From last week’s essay about Lashon Harah, evil speech, this week we will deal with Lashon Hakodesh, sacred speech, only this time the speech we are dealing with concerns the history of a whole language, Hebrew.
The author of “Lashon Hakodesh: History, Holiness, & Hebrew” (Mosaica Press, 2015), is Rabbi Reuven Chaim Klein, a native of Valley Village, California. After having received his rabbinic ordination from Rabbi Moshe Sternbuch, Rabbi Zalman Nechemiah Goldberg, and Rabbi Yosef Yitzchak Lerner, Rabbi Klein continued his advanced studies at the Kollel of Yeshivas Mir in Jerusalem.
In this work dealing with the origins and theological base of the Hebrew language, we learn many little known aspects of a language that has served as the base of our religious faith and a source of linguistic traditions going back to the very beginning of human history.
In my interview with Rabbi Klein earlier this past year, we discussed several aspects of what motivated his choice of study and what the author sought to accomplish in publishing this daunted discipline for popular consumption.
My first query focused on the genesis of Rabbi Klein’s interest in Ivrit.

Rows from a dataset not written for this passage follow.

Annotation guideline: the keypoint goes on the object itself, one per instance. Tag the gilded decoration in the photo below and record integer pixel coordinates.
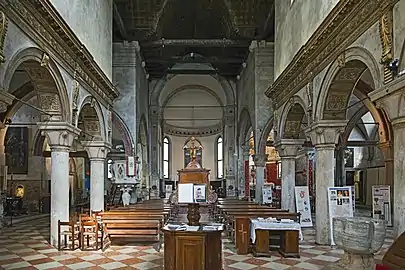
(49, 102)
(3, 32)
(343, 26)
(55, 34)
(386, 36)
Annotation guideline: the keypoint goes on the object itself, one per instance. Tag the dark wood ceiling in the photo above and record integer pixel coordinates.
(213, 32)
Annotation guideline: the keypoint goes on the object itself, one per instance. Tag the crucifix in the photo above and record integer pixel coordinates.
(243, 233)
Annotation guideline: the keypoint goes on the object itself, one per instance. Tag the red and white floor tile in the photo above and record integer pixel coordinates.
(25, 246)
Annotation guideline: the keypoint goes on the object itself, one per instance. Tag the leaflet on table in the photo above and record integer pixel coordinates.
(192, 193)
(340, 205)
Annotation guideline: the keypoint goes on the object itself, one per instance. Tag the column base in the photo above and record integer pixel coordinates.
(353, 261)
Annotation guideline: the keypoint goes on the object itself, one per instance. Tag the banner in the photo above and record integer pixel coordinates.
(267, 192)
(340, 205)
(303, 205)
(382, 203)
(247, 174)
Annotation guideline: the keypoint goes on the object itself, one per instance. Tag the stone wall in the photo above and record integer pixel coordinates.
(295, 24)
(177, 155)
(92, 22)
(125, 78)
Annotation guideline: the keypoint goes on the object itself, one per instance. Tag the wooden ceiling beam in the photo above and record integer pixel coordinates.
(120, 22)
(198, 60)
(196, 43)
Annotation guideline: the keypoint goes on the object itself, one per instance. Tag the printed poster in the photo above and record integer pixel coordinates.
(340, 205)
(303, 205)
(267, 192)
(382, 203)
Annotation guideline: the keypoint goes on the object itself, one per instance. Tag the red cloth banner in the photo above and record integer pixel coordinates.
(247, 175)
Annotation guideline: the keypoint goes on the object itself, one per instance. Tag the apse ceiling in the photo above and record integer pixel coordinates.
(213, 32)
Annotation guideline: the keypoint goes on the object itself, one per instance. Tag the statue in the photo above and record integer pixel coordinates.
(126, 197)
(386, 37)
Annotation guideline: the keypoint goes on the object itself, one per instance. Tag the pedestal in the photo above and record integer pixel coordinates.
(193, 214)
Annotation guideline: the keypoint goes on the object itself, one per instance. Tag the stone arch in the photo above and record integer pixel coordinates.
(46, 79)
(293, 119)
(90, 120)
(244, 125)
(126, 135)
(340, 80)
(401, 64)
(143, 149)
(261, 147)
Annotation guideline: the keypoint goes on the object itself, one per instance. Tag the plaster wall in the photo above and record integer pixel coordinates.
(399, 33)
(125, 77)
(295, 24)
(177, 155)
(92, 22)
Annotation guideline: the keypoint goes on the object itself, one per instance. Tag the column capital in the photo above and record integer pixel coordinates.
(260, 160)
(326, 132)
(96, 150)
(387, 150)
(6, 99)
(60, 135)
(288, 148)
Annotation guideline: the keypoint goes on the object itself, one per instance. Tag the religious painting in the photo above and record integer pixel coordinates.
(16, 148)
(192, 149)
(349, 157)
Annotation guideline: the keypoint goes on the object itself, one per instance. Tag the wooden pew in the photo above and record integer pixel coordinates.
(394, 259)
(242, 227)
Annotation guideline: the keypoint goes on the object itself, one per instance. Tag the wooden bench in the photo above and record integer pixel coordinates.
(242, 227)
(394, 259)
(137, 226)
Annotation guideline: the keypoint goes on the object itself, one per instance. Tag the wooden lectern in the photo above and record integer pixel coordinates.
(194, 174)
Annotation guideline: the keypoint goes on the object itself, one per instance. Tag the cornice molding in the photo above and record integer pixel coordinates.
(40, 20)
(343, 26)
(187, 132)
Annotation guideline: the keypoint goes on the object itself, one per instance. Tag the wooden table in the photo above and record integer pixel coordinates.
(189, 250)
(290, 234)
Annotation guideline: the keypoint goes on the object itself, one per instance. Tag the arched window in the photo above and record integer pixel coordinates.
(110, 165)
(220, 158)
(166, 157)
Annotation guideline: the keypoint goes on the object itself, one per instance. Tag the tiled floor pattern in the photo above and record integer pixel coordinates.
(25, 246)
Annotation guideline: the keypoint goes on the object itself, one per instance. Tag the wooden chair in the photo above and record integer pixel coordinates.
(72, 234)
(88, 230)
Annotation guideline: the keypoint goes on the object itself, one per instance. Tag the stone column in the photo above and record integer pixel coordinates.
(388, 153)
(324, 135)
(60, 138)
(398, 126)
(97, 152)
(154, 148)
(229, 148)
(260, 163)
(243, 155)
(287, 150)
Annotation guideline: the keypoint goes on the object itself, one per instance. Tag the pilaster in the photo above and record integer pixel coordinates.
(97, 152)
(260, 162)
(60, 137)
(324, 135)
(288, 150)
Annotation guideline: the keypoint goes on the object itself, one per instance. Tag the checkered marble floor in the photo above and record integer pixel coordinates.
(25, 246)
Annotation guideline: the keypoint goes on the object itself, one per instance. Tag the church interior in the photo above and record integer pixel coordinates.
(202, 135)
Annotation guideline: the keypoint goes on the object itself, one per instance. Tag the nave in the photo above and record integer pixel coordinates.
(26, 246)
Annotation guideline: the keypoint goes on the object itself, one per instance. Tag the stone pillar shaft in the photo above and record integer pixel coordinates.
(398, 185)
(260, 162)
(97, 152)
(97, 184)
(288, 183)
(59, 189)
(325, 175)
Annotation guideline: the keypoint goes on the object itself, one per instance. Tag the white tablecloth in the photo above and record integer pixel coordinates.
(273, 226)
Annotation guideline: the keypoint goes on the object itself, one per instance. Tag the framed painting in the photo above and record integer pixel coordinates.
(16, 148)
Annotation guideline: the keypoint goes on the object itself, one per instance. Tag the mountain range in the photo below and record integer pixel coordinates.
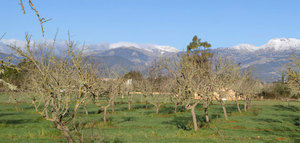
(267, 60)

In one of his responses he noted that, “I have been a full-time yeshiva student for more than a decade learning Talmud. To be more precise, we were learning the beginning of the tractate of Nedarim and, on the very first page, the Pirush HaRan writes that Lashon Hakodesh is different from all other languages because all other languages are simply ‘an agreement of the nations.’